Yup, it's Joop all day!
The Aberdeen American News does us a public service and posts the deposition of Mike Rounds's EB-5 czar Joop Bollen in the Darley v SDIBI. The deposition spans three days, April 16, April 17, and April 18, 2014.
Where shall we start? Let's look first at Bollen's testimony that he saw himself as a czar, writing his own ticket without any oversight.
On April 17, 2014 (p. 140), Darley attorney Jennifer Elkayam asks Bollen to review an agreement between the Department of Tourism and State Development that indirectly employed him and the South Dakota International Business Institute that Bollen ran on their behalf from the Northern State University campus. That agreement, one of several defining the functions DTSD authorized Bollen to perform, ran from January 1, 2007, to June 30, 2007. Elkayam asks specifically about a budget section on foreign direct investment activities, which would include Bollen's EB-5 visa investment activities:
Elkayam asks Bollen to explain what "Mr. Bollen will devote 80% of his time on this project" means. Mr. Bollen says it means nothing:
This was -- I don't think anybody ever reviewed any of these documents. They were prepared by me, but I never ever received any feedback on whether it's okay. It just was pretty much an automatic approval that we would get for these projects. So I do not recall exactly how my time was devoted, but you can connect it somewhat to the travel below [Joop Bollen, deposition 2, Darley v. SDIBI, 2014.04.17, pp. 140–141].

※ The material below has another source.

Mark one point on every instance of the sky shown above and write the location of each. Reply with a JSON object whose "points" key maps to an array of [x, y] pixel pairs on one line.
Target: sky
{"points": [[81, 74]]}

Elkayam asks if the agreement meant Bollen spent 80% of the time the state was paying him for operating and managing the EB-5 regional center. Bollen says no:
You know, this number is just a very rough estimate. Most of the export promotion projects I already had situated such that my time wasn't as much needed anymore. So these projects were all ongoing on the export promotion side, so even though I might have been temporarily putting a little bit more time on the foreign direct investment, the export promotion projects were still going full force, but my involvement was not as much anymore because my assistants were able to handle and I would just do major supervision of the other projects [Bollen, 2014.04.17, p. 141].
The Rounds Administration was paying Bollen $32,800 to spend the first six months of 2007 working on EB-5 investment and other fishing trips for foreign capital. Bollen did not spend 80% of his time on such work. He passed the work to assistants while he focused on "major supervision," which sounds like a euphemism for feet on the desk.
Fake budgets with meaningless numbers, automatically approved—I guess that's what we can expect from Mike Rounds.